Much of his book is taken up with a diligent trawl through all the pre-Pickwickjournalism, which, to be honest, even Dickensians are sometimes shaky on. For Douglas-Fairhurst it is not apprentice work, but the laboratory in which young Dickens was methodically 'inventing' Boz - his other, public, self. The difference between Tomalin's broad brush and Douglas-Fairhurst's microscopy can be illustrated by one example. When Dickens was recruited by Chapman and Hall to work on The Pickwick Papers it was to provide letterpress to accompany the well-known illustrator Robert Seymour's 'Nimrod' (ie sporting) illustrations. After a month or so of collaboration, Seymour killed himself with a rifle (a sportsman's firearm).
The suicide freed Dickens to take over the project, which he did triumphantly. Tomalin gives the event a mere sentence, noting only that Seymour 'suffering from depression shot himself'. It was sad but, for the young collaborator, the luckiest of breaks. Douglas-Fairhurst gives it many pages, analysing the stylistic assault Dickens had launched on Seymour's inert conceptions (memorialised by the serial wrapper of Mr Pickwick, lazily angling). He concludes: 'it is hard to avoid the suspicion that Dickens was partially responsible, even if he was not to blame'. It was not luck but Dickens's 'Power', emerging in an early manifestation.

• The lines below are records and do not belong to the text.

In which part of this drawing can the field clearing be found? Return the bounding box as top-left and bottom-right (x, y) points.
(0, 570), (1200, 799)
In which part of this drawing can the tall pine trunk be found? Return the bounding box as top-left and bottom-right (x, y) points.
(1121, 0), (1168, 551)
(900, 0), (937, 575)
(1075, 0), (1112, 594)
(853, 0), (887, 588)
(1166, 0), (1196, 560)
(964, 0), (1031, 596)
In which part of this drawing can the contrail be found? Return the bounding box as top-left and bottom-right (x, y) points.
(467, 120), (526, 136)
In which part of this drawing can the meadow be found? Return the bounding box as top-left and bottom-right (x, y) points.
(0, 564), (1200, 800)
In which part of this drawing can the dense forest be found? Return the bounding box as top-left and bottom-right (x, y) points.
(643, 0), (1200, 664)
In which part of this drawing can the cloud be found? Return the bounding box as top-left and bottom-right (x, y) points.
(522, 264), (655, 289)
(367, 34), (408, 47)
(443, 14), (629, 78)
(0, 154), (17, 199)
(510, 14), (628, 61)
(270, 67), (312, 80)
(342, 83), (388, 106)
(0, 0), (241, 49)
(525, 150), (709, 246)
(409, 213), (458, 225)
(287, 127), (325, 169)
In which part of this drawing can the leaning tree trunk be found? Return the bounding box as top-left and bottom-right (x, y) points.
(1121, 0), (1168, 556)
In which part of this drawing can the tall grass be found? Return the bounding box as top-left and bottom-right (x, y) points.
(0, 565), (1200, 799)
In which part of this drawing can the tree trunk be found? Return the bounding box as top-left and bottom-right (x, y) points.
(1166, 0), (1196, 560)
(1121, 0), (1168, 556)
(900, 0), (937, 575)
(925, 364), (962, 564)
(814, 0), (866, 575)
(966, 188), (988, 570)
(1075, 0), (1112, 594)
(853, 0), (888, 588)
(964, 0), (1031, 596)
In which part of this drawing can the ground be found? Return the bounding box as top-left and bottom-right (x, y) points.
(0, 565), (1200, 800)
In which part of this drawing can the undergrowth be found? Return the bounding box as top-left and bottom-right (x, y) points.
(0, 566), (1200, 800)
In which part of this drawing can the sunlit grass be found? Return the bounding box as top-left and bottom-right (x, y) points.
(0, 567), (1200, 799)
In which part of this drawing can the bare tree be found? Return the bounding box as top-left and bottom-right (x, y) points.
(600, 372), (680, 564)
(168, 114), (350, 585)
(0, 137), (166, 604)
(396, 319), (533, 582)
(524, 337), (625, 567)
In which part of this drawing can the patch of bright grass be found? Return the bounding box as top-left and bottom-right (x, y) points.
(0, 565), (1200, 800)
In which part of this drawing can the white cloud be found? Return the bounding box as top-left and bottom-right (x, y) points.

What is extraordinarily fresh in Becoming Dickens is Douglas-Fairhurst's ability to support such arguments by sensitive explication de texte. Put another way, Claire Tomalin sees Dickens the man with brilliant clear-sightedness; Robert Douglas-Fairhurst reads Dickens the author with brilliantly acuity. If these two books are harbingers of what is to come in the bicentennial year, 2012 will be a memorial fully worthy of the great Boz.